I know me better than anyone else in the world knows me and I am happy with that. The world ain't happy with that I gather. One of thing that p----- me off is when people who don't really know themselves start trying to tell me what to do.
It brings satisfaction to me to start explaining them to them selves all the while watching their faces come to the realization that I am right, and wondering how I could know them like that when I really don't know them.
Al, I am not talking about you.
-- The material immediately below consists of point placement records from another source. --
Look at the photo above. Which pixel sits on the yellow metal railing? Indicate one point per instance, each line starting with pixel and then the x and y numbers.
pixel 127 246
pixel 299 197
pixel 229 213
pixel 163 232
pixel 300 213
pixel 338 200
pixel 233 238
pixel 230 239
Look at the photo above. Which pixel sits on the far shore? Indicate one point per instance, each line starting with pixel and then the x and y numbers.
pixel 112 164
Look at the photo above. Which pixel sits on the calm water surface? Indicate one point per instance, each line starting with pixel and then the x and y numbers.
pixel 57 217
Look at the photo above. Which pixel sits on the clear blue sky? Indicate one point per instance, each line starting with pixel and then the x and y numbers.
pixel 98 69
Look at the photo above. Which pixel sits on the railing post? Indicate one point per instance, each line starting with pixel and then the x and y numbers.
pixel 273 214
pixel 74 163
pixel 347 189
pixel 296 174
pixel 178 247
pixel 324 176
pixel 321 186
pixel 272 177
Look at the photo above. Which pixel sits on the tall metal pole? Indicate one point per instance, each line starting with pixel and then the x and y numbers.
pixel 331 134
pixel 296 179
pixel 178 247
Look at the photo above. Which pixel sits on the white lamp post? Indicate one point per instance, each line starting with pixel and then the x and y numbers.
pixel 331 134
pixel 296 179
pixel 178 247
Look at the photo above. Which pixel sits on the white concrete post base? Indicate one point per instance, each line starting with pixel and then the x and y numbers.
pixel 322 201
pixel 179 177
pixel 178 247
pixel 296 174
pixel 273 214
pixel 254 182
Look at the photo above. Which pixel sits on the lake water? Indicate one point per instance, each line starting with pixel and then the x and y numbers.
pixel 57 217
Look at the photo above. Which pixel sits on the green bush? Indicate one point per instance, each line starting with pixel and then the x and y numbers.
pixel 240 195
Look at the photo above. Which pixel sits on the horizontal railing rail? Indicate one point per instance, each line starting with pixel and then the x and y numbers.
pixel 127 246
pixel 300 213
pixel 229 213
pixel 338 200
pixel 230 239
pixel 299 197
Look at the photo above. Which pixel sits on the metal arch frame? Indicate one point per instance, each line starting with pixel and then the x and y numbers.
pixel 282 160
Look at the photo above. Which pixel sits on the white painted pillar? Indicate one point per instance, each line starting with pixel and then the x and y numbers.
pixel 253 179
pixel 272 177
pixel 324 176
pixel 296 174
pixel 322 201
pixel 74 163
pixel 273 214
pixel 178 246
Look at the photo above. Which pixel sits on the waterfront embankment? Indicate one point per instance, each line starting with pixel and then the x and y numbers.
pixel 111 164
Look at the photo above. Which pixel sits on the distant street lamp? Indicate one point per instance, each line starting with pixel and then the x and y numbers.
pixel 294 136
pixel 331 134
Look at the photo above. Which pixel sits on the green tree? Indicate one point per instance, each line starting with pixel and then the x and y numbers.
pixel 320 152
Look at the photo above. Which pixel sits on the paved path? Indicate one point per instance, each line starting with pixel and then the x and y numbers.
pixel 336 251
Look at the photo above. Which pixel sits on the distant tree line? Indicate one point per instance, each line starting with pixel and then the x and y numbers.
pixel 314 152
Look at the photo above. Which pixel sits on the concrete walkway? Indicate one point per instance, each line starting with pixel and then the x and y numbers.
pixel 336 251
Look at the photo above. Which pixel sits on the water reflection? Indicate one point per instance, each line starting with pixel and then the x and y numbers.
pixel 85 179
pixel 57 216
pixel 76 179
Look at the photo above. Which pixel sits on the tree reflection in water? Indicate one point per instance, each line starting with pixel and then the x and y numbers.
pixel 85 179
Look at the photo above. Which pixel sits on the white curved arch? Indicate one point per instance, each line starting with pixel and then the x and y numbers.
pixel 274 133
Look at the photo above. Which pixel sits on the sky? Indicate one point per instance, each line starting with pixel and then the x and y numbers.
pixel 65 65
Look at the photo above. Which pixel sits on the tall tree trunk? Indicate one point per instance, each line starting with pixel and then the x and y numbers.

I find that a person who spends meditative time thinking about themselves likely does not fall into the I get to "rip them a new one" catagory.
Here's another one that'll get my adranalyn pumping. "I am doing this for your own good". That one puts me at defcon 4 like cause the next thing said is going to be by me OR I will pay hell with somebodies soul sort of stuff, and the number of ways to pay hell is practically unlimited.
I will be the judge of what is good for me, and no "punk --s" is going to be deciding for me anything on my account. I don't even let mom get away with that today.
Like I am smarter than 98 percent of the people I meet and know anyway so what would make anyone think they could do my life better than me.
My Ode to quotes and to cliches.
Lot of wisdom in them ole cliches.
Kind of like confucious says.
Sort of poetic.
The misunderstanding of Alice Miller and analysts like her, is that she's advocating placing blame on the parents - and then we're done. Realizing that your parents screwed up (they did, you know) is the first thing you have to do to see the ruts through the ditch and into the woods away from the road God gave you the gifts to drive on.